# Thread: Product of 2 projection matrices

1. ## Product of 2 projection matrices

So, I'm working on a proof where if I had product of projection matrices Pi and Pj equal zero, the proof works. The problem statement is kind of long, so I won't write it out..

My question is "does a product of two projection matrices ever equal zero??" If it does, in what cases? TIA!

2. Originally Posted by borracho
So, I'm working on a proof where if I had product of projection matrices Pi and Pj equal zero, the proof works. The problem statement is kind of long, so I won't write it out..

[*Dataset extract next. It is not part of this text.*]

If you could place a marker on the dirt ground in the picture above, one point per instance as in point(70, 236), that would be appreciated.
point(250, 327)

My question is "does a product of two projection matrices ever equal zero??" If it does, in what cases? TIA!
Well, there's a lot you can say. The first things which pop into my mind are as follows: Suppose for two projections $\displaystyle P,Q$ on $\displaystyle \mathsf{V}$ we have $\displaystyle PQ=QP=0$. Then $\displaystyle (P+Q)^2=P^2+Q^2+PQ+QP=P+Q$. So $\displaystyle P+Q$ is also a projection. Furthermore, $\displaystyle \mathsf{R}(Q)\subset\mathsf{N}(P)$ and $\displaystyle \mathsf{R}(P)\subset\mathsf{N}(Q)$, such that $\displaystyle \text{rank }P+\text{rank }Q\leq \dim\mathsf{V}$ and $\displaystyle \dim\mathsf{V}\leq\text{nullity }P+\text{nullity }Q$.

3. If P projects vectors onto subspace U, Q projects vectors onto subspace V and U and V are orthogonal subspaces, then PQ= QP= 0.